Alzheimer’s Disease Vaccine Candidate Launches Phase 1b/2a Study

AC Immune’s ACI-35.030 vaccine targets pathological Tau and is intended as a disease-modifying treatment for Alzheimer’s disease
old man sitting on bench feeding birds
(Vax-Before-Travel)

A Swiss-based, clinical-stage biopharmaceutical company announced the initiation of a Phase 1b/2a clinical trial to evaluate ACI-35.030, an anti-phospho-Tau (anti-pTau) vaccine. 

The ACI-35.030 vaccine candidate targets pathological Tau and is intended as a disease-modifying treatment for Alzheimer’s disease (AD) and other Tauopathies.

By targeting specific pathological forms of Tau protein, immunization with anti-Tau vaccines has become an important strategy for the treatment of Alzheimer’s disease and other Tauopathies because it has the potential to prevent and reduce the development and spread of Tau pathology throughout the brain.

This Phase 1b/2a trial is a randomized, multicenter, double-blind, placebo-controlled clinical study with a primary objective to assess the safety, tolerability, and immunogenicity of different doses of ACI-35.030 in patients with early Alzheimer’s disease. 

Secondary study objectives will assess additional immunogenicity parameters, while exploratory endpoints will include notable biomarkers of progression of Alzheimer’s disease, as well as clinical assessments.

Prof. Andrea Pfeifer, CEO of AC Immune SA, commented in a press release on August 1, 2019, “Targeting phospho-Tau is a very promising approach for treating and preventing this debilitating disease and as such, it is a key part of AC Immune’s Roadmap to Successful Therapies for Neurodegenerative Diseases.”

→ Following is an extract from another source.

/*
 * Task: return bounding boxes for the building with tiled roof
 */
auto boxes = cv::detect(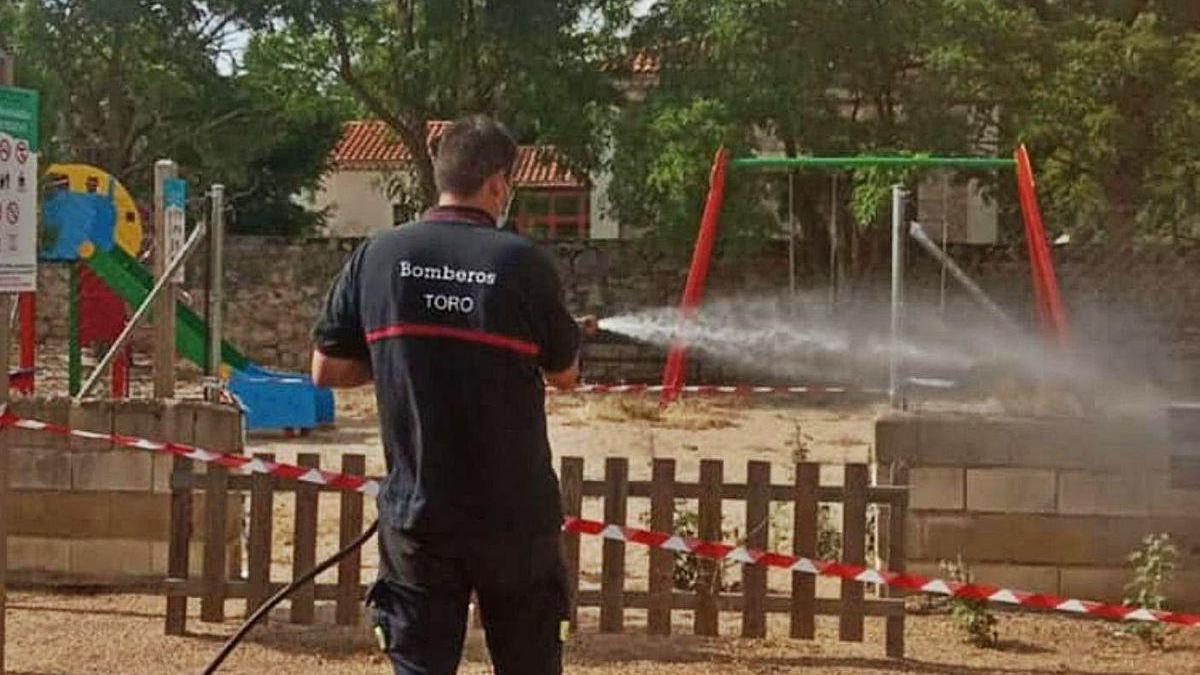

AC Immune’s two proprietary technology platforms, SupraAntigen and Morphomer, have generated anti-Tau therapies and diagnostics including four in clinical development.

ACI-35.030 is a potent liposomal anti-pTau active investigational vaccine designed to elicit antibodies against extracellular phosphorylated pathological Tau protein, in order to prevent and reduce the spread and development of Tau pathology within the brain.

It builds on the success of AC Immune’s ACI-35 vaccine, which has demonstrated an early target-specific antibody response against pTau after the first injection in the vast majority of patients in a Phase 1b study in mild-to-moderate AD. 

In pre-clinical studies, ACI-35.030 has shown that it retains the excellent non-clinical safety profile and the highly specific antibody response against pathological Tau observed in ACI-35 while demonstrating an enhanced and more homogeneous antibody response with a significant, long-lasting boosting effect.

Alzheimer's disease vaccine news

Alzheimer's is the most common cause of dementia, a general term for memory loss and other cognitive abilities, and accounts for 60 to 80 percent of dementia cases, says Alzheimers.com.

Alzheimer’s disease is characterized by progressive deterioration of the brain as neurons are destroyed. 

About 5.7 million Americans have the fatal disease, with the number expected to more than double by 2050, according to the Centers for Disease Control and Prevention.     

No effective cure currently exists, though several antibody and other therapies are being researched and tested in clinical trials to target amyloid plaques and tau tangles – both hallmarks of the disease. 

The healthy human brain contains tens of billions of neurons—specialized cells that process and transmits information via electrical and chemical signals. They send messages between different parts of the brain, and from the brain to the muscles and organs of the body, says the NIH.     

Alzheimer’s disease disrupts this communication among neurons, resulting in loss of function and cell death. 

AC Immune SA is a Nasdaq-listed clinical-stage biopharmaceutical company, which aims to become a global leader in precision medicine for neurodegenerative diseases.